After watching his Huskies fall behind 21-3 at the half in a Rose Bowl they'd eventually lose to Ohio State, 28-23, Washington coach Chris Petersen had no problem shouldering the blame for his team's start.
“Tough one,” Petersen said following the game. “Very frustrating when you start the first half like we started. I had no idea why. It's on me. It's not these kids. They practiced hard. They're ready to play. But we really didn't play with that edge and that chip that we normally play with, really, just, you know, across the whole squad.
“I don't know, being off that much time, it just didn't seem the same. I'm proud of them. A few adjustments at halftime, but really more than anything, just an attitude adjustment, make a few plays. And that breeds excitement when you make a few plays and kind of feed off each other.”
Petersen's team concluded a successful three-year run that saw his team rack up 32 wins, two Pac-12 titles, a College Football Playoff berth and his first Rose Bowl, but come away with losses in the final game of each of those three seasons.
Asked how he felt about that run, there was disappointment, but high praise for the Buckeyes.
“When you play the three teams we just got done playing the last three years, and there's very little margin for error, and you have to play your best football,” Petersen said.
“I think Ohio State's as good as anybody out there. I think they could have been in the tournament, the four-team tournament. I think a lot of people think that.”
“And, I mean, I think Ohio State's as good as anybody out there. I think they could have been in the tournament, the four-team tournament. I think a lot of people think that. I just think it's frustrating for us, when you feel like you didn't put your best foot forward the whole entire four quarters. And so that's what it comes back to, us coaches to figure that out.”

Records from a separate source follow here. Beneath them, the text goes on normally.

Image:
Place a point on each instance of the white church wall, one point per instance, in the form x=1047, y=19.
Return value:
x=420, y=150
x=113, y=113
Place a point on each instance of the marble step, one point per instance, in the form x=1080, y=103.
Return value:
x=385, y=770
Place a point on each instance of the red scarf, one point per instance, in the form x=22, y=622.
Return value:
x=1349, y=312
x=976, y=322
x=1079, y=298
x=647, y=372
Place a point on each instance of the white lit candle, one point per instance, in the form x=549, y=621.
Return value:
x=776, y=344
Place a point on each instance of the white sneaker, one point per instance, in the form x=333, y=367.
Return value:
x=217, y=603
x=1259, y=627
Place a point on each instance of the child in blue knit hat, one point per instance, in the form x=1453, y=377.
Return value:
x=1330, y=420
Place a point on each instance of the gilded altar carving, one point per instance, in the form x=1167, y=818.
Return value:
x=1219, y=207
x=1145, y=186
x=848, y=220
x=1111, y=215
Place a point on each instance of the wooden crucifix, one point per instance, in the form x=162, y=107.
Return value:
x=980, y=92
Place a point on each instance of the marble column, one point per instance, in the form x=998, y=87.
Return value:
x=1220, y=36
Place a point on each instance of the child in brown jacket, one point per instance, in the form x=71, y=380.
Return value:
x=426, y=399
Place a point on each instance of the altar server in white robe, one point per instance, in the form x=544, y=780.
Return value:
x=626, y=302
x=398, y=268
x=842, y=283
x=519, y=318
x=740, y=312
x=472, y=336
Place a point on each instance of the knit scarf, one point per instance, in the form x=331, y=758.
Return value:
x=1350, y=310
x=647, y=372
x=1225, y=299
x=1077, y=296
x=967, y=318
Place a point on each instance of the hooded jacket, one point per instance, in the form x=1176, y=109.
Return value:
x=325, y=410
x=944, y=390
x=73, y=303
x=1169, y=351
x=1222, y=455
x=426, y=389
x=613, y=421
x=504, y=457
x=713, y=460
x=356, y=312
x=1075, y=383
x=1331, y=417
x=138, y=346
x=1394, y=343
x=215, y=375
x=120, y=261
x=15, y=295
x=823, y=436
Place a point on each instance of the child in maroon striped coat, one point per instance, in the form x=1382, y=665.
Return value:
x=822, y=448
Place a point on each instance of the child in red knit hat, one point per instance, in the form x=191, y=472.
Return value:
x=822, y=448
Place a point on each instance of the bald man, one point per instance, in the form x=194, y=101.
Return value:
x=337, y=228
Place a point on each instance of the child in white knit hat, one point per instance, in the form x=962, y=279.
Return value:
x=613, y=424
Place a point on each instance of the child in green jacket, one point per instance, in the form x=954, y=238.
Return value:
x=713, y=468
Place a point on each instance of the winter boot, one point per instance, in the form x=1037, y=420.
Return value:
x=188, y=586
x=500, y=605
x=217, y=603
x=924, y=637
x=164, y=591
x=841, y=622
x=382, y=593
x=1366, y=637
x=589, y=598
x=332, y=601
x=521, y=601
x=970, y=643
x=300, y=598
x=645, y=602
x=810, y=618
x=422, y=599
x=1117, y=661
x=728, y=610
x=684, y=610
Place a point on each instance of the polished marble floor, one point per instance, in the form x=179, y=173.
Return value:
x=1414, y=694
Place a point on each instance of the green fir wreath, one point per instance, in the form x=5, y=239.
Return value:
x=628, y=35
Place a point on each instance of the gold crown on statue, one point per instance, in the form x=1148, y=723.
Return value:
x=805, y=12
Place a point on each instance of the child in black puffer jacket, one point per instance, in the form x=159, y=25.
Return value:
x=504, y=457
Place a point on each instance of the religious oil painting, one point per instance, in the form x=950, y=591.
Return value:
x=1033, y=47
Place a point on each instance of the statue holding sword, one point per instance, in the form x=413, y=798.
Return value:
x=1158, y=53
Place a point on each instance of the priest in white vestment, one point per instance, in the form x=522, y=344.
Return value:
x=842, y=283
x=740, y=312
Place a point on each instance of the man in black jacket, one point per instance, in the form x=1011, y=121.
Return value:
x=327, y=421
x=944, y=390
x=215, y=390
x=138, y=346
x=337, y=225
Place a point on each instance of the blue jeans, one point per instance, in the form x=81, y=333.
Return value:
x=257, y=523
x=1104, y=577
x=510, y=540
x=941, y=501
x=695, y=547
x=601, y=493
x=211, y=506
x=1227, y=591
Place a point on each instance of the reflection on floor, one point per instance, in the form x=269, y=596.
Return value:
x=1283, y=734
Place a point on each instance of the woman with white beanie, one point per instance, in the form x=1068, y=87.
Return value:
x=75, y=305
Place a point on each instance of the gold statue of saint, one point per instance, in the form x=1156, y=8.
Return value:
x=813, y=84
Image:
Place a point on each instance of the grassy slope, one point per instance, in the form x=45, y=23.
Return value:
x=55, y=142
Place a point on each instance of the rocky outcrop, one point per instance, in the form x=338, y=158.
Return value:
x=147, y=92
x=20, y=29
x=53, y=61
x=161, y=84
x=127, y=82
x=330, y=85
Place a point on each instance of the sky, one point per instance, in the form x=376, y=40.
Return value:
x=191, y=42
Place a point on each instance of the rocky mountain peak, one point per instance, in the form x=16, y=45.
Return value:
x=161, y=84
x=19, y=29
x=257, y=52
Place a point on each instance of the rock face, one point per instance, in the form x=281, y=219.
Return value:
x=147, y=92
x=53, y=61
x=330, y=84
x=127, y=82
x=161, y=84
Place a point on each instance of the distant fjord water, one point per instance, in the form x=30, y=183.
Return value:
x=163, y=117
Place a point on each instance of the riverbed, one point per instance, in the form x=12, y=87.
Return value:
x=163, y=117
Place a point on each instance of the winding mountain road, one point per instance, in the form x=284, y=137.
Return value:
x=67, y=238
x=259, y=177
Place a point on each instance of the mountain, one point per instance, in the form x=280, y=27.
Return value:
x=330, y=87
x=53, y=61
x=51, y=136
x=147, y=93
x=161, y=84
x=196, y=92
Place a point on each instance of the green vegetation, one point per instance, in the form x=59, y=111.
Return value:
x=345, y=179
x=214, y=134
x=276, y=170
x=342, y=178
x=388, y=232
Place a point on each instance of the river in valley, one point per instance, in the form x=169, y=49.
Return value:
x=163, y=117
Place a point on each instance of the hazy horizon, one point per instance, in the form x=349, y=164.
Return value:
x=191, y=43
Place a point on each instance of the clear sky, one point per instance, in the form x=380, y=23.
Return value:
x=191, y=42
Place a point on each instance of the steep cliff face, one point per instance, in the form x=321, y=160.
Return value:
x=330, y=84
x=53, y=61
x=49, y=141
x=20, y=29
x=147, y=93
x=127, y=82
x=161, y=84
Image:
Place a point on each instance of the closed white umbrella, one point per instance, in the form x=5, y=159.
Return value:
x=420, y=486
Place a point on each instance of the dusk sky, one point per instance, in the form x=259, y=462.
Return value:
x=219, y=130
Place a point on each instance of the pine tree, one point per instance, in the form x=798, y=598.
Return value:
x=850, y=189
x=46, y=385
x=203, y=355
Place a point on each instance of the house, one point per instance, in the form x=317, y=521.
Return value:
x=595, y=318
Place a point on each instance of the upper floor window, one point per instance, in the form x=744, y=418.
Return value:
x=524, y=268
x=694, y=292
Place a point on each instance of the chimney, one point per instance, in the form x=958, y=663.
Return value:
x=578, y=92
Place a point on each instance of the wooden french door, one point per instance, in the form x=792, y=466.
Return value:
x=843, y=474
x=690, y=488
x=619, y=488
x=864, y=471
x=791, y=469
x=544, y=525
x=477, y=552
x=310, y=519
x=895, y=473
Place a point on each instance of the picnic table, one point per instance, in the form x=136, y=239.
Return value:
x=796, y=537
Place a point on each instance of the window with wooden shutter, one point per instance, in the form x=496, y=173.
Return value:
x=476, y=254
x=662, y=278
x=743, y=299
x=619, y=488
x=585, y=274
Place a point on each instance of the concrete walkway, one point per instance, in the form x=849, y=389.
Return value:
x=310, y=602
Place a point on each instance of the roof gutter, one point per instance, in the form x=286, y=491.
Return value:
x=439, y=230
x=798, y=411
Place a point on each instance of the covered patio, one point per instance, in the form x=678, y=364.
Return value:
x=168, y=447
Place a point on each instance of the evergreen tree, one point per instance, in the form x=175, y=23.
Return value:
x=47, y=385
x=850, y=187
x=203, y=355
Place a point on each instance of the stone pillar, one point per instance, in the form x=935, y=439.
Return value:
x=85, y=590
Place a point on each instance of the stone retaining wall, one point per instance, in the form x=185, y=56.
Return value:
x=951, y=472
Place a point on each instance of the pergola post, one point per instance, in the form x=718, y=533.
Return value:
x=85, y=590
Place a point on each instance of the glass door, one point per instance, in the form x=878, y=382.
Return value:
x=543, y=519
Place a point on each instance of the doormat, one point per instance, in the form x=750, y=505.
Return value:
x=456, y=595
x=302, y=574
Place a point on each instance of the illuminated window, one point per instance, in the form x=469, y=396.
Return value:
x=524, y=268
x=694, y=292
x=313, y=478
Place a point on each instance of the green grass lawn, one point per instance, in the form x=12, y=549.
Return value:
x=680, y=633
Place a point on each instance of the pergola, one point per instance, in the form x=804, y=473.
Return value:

Asked about the decision to punt, down 28-17 with four minutes to play, a decision that was questioned by many watching the game, Petersen said his team had the option to fake the punt, but Ohio State's alignment thwarted that.
“Yeah, we were going to go for it. And then if we didn't convert, we don't want to put our defense in such a bad situation there, we actually might have had a little something else going on there in terms of the punt. But they lined up not -- the punt return team lined up not how we wanted them to.
“So we had to kick it out of there.”
Another curious sequence in the game came late in the first half, when Washington had the ball deep in their own end with 1:21 to play. Instead of chewing clock to head to the locker room down 14-3, two incompletions forced a Huskies punt, which Ohio State fielded 21 seconds later and promptly went 57 yards in five plays, capped by a one-yard touchdown pass from Dwayne Haskins to Rashod Berry to go up 21-3 at the half.
“Yeah, that was frustrating,” Petersen said. “I mean, really frustrating. Yeah. That's a frustrating one. The thought process was: Let's not get -- you know, let's try to run the ball, get a first down. We threw a pass right away. Got about five yards, and then I think on third down we ended up missing a pass.
“They came down scoring. I thought that was a big, huge key to the game for those guys to score right before. It was frustrating on both sides that we don't eat a little clock, that we didn't convert the first down, and then they got the ball, went right down the field on us.”